Hildebrand was pushed: report

Hildebrand was pushed: report
Swiss National Bank

The resignation of Swiss central bank chief Philipp Hildebrand came at the urging of the eleven-member Bank Council, newspaper Blick reports.

Citing three independent sources, the paper said the council threatened to resign en masse if Hildebrand did not agree to step down over a currency scandal that erupted in the wake of his wife’s massive dollar transactions last summer.

Hildebrand told a news conference on Monday that his resignation would take effect immediately. He explained he could not provide conclusive evidence that he had been unaware of his wife’s transactions.

The council said on Monday it had “taken note” of Hildebrand’s resignation and “accepted” his decision.

But according to Blick, there was nothing voluntary about Hildebrand’s decision.
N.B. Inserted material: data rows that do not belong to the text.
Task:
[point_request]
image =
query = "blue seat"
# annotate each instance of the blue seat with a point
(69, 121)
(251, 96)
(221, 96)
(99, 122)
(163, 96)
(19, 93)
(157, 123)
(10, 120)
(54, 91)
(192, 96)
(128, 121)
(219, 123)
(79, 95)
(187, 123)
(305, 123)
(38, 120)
In a weekend characterized by tension and power struggles, Hildebrand reiterated his reluctance to leave his post, the paper said.

The council reacted by taking the highly unusual step of threatening a mass resignation if Hildebrand refused to retreat of his own accord, Blick said, citing unnamed sources.

Hildebrand’s colleagues lent their support to the embattled central banker as the scandal gained momentum last week.

However, the council is believed to have reconsidered its position after viewing an email exchange between Hildebrand, his wife and their Sarasin bank client advisor Felix Scheuber.

The emails, released by the SNB on Monday, showed the central banker had been involved in discussions about a dollar trade but left it unclear whether he had approved it.